A student brought this to my mention, the course description for EDUC C122 (Class # 31769) is not the correct one listed for Fall 2020 on your website. This course is cross-listed with UGIS C122, the UGIS C122 course description is correct but not the EDUC one. Can you please correct the course description on your end. If you have any questions, please feel free to contact me.

We first want to figure out if this is a problem on our end or the SIS API's end. One quick way to check is to look up the course on classes.berkeley.edu which I suspect uses the same API. After investigating we see that EDUC C122 does indeed have a different description than on Berkeleytime.

Now we want to actually check the API itself.

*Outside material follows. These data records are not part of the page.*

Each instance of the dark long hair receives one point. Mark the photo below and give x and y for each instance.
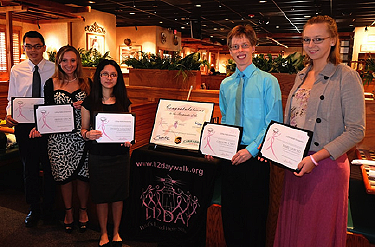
(119, 90)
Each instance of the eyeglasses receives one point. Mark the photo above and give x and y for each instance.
(30, 47)
(108, 75)
(307, 41)
(236, 47)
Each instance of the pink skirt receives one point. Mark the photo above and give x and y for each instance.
(314, 207)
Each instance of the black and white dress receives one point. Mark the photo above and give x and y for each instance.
(67, 150)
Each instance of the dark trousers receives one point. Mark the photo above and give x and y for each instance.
(33, 152)
(244, 201)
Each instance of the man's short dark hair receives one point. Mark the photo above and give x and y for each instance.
(33, 34)
(242, 31)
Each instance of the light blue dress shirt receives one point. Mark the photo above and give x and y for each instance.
(261, 103)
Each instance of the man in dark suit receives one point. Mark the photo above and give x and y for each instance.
(27, 80)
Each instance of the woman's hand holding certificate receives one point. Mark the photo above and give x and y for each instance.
(285, 145)
(220, 140)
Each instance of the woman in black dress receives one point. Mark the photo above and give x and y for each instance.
(108, 162)
(66, 151)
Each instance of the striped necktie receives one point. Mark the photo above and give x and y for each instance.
(36, 83)
(238, 115)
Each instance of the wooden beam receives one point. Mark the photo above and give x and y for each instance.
(51, 5)
(13, 9)
(79, 18)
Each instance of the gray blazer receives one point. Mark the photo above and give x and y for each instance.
(335, 110)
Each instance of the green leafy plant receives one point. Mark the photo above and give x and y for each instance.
(290, 64)
(90, 58)
(368, 73)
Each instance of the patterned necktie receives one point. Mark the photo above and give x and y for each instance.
(36, 82)
(238, 115)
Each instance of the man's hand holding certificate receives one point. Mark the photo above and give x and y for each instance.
(285, 145)
(220, 140)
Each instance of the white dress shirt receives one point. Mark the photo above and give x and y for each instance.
(21, 79)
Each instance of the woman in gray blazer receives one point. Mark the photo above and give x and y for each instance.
(327, 98)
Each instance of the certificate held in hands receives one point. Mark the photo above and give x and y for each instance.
(285, 145)
(54, 118)
(115, 127)
(23, 108)
(220, 140)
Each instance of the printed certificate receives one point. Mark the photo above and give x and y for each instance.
(178, 123)
(54, 118)
(115, 127)
(220, 140)
(23, 108)
(285, 145)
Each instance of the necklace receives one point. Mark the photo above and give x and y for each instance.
(72, 80)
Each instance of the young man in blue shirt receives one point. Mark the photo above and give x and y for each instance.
(250, 98)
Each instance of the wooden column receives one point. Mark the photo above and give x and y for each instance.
(9, 39)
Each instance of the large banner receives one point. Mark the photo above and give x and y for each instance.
(178, 123)
(169, 197)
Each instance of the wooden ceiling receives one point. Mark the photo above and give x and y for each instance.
(277, 22)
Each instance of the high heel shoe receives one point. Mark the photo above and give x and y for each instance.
(68, 227)
(82, 225)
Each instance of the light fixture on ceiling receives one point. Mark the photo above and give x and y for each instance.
(128, 42)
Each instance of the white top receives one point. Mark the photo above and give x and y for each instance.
(21, 79)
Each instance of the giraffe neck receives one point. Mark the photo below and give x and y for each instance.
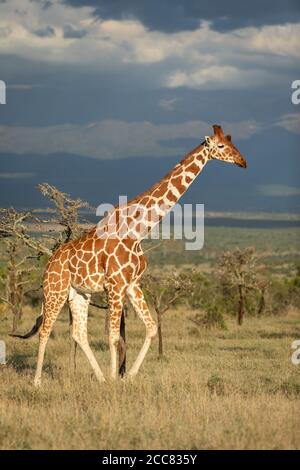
(160, 198)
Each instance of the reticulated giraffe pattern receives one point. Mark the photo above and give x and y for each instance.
(110, 257)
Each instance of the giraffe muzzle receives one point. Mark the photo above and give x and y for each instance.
(242, 163)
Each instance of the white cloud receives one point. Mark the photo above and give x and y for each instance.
(202, 58)
(99, 140)
(290, 122)
(168, 104)
(278, 190)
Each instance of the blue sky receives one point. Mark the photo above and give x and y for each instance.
(116, 79)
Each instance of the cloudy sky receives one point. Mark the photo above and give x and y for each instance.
(111, 79)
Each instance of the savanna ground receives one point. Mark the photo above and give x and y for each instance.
(227, 389)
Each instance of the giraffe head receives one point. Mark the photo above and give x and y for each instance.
(221, 147)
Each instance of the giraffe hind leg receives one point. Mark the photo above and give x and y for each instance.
(138, 302)
(51, 309)
(79, 304)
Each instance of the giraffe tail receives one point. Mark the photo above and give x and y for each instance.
(33, 330)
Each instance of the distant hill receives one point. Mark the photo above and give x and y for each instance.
(269, 184)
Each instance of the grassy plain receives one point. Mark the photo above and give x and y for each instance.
(234, 389)
(228, 389)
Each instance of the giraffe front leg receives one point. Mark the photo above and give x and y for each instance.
(138, 302)
(116, 297)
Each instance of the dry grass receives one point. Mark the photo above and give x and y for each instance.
(231, 390)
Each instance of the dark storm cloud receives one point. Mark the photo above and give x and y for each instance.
(177, 15)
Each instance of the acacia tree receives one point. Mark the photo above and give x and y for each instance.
(239, 271)
(22, 250)
(164, 291)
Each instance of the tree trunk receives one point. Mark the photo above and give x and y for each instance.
(241, 306)
(262, 303)
(122, 344)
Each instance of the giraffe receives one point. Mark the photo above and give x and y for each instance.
(110, 257)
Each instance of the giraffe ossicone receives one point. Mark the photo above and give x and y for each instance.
(110, 257)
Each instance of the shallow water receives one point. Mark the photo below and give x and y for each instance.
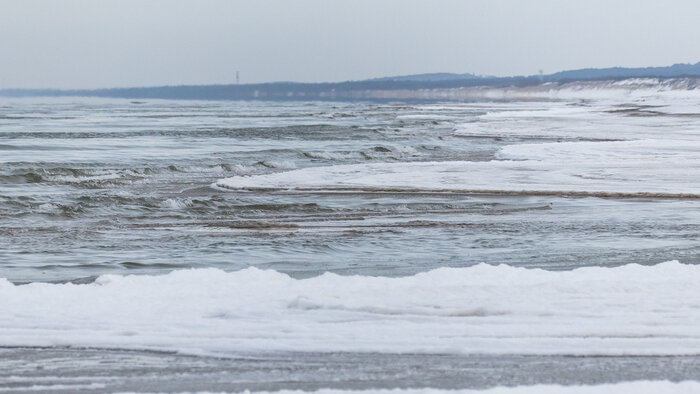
(592, 205)
(89, 187)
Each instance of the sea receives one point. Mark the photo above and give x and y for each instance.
(170, 246)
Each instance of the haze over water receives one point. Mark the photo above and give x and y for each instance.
(353, 233)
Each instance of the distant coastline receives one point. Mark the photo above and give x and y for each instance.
(438, 86)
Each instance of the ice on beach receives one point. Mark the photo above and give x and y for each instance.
(627, 310)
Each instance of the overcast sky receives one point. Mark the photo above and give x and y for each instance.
(94, 43)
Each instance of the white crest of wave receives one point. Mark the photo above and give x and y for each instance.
(630, 310)
(636, 387)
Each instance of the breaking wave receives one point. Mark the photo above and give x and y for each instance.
(626, 310)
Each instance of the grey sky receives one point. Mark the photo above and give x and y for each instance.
(93, 43)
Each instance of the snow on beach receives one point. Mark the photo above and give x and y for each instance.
(627, 310)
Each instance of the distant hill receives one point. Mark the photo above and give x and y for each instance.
(674, 71)
(386, 87)
(432, 77)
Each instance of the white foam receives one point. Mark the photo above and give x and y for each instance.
(649, 166)
(637, 387)
(606, 146)
(628, 310)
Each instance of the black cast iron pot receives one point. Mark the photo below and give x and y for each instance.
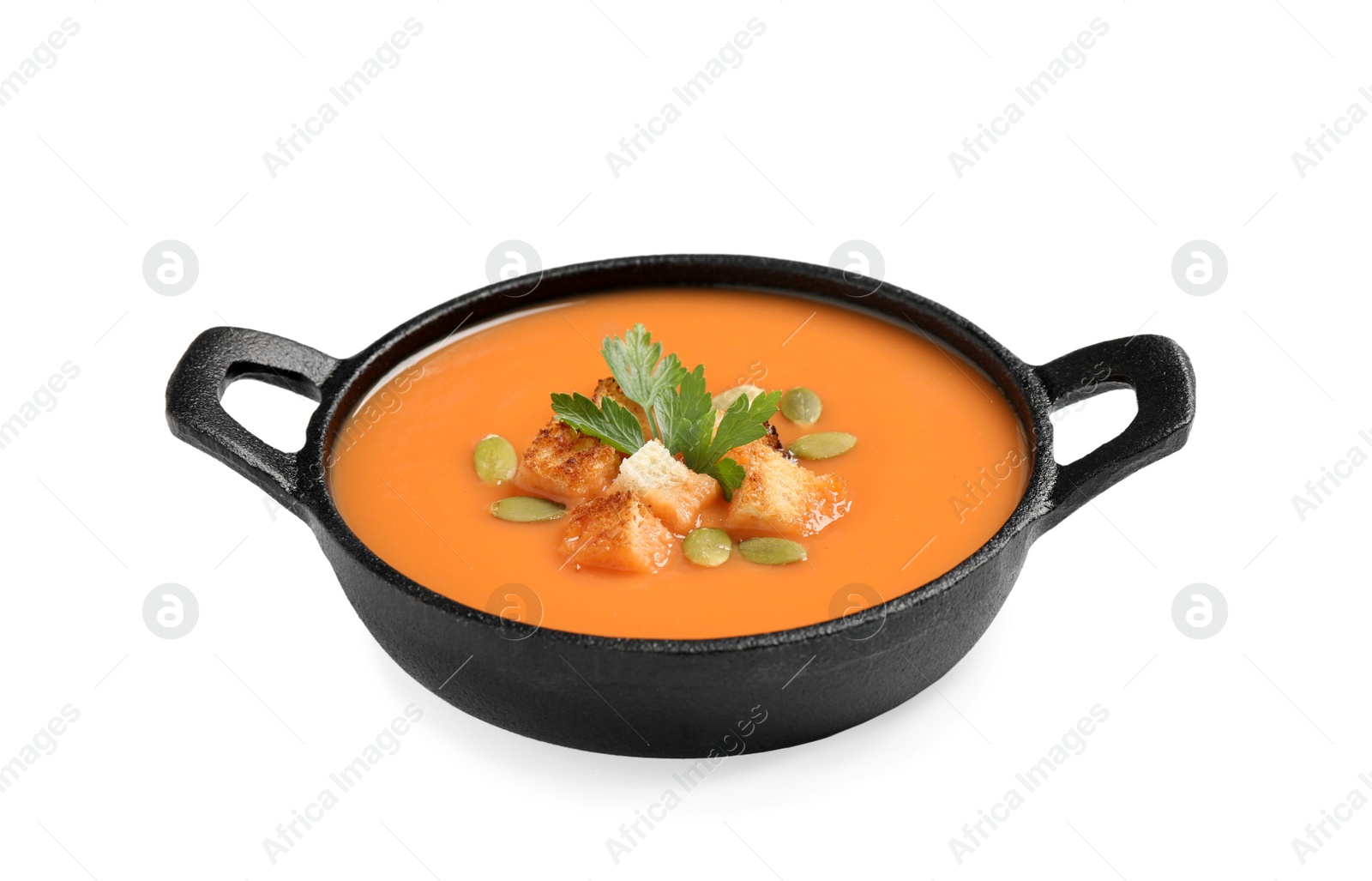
(681, 697)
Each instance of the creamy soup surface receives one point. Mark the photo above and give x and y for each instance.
(940, 462)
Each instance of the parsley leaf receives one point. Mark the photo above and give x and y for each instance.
(611, 421)
(683, 414)
(743, 423)
(679, 409)
(635, 363)
(731, 476)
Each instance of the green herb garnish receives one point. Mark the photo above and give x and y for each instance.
(638, 366)
(679, 409)
(744, 423)
(611, 421)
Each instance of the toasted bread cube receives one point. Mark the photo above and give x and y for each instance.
(567, 466)
(608, 387)
(676, 493)
(779, 496)
(617, 531)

Go to the SIS API page and then the interactive docs for the Course API. Theres two endpoints - one allows you to look up a course by some params and the other lists all courses sequentially. We'll be using the first one. From Tip #3, input the credentials and set EDUC C122 as the params. Now we can see that the response also has a different description.

Lets book the Berkeleytime cluster locally and try running some shell commands. After using docker exec to get into the container, I ran python manage.py shell to start an interactive session. First I ran some import statements

import requests
from catalog.service.mapper.course import course_mapper
from berkeleytime import settings

Then I tried to replicate some of the logic of berkeleytime/catalog/service/resource/sis_course.py, which is the file that hits the Course endpoints. The only difference is that it hits the second endpoint, so I needed to reuse its logic to hit the first endpoint.

headers = {
    'Accept': 'application/json',
    'app_id': settings.SIS_COURSE_APP_ID,
    'app_key': settings.SIS_COURSE_APP_KEY
}
response = requests.get("https://apis.berkeley.edu/uat/sis/v2/courses?subject-area-code=EDUC&catalog-number=C122&sort-by=last-updated&page-number=1&page-size=50", headers=headers).json()

I got the URL to hit from the interactive docs. After I tried their API, it shows me what the actual formatted URL was that was executed. I am simply copying that here so that I can hit that same endpoint with the same params again, but from python.

sis_courses = response['apiResponse']['response']['any']['courses']
# The mapper takes a JSON response and formats it into a Course object
courses = [x for x in (course_mapper.map(c) for c in sis_courses) if x is not None]
courses

This outputs an array showing 2 course objects

[<Course: Course object>, <Course: Course object>]

But wait! I had thought the API returned a single course: EDUC C122. Why are there 2 here? It turns out because this course is cross listed, it returned both EDUC C122 and UGIS C122. We can inspect each of uses objects closer with the __dict__ function, which returns the attributes of the object as a dict.

print courses[0].__dict__
print courses[1].__dict__

Now we can easily see what's going on. The API does not actually return the right description for EDUC C122. In fact, it only returns the right description for UGIS C122, and for EDUC C122 it shows the incorrect description that we show on the site. Previously, I had assumed that it only returned one course because I didn't read through the whole response blob. So our site is not broken, and this is a data problem with the SIS API.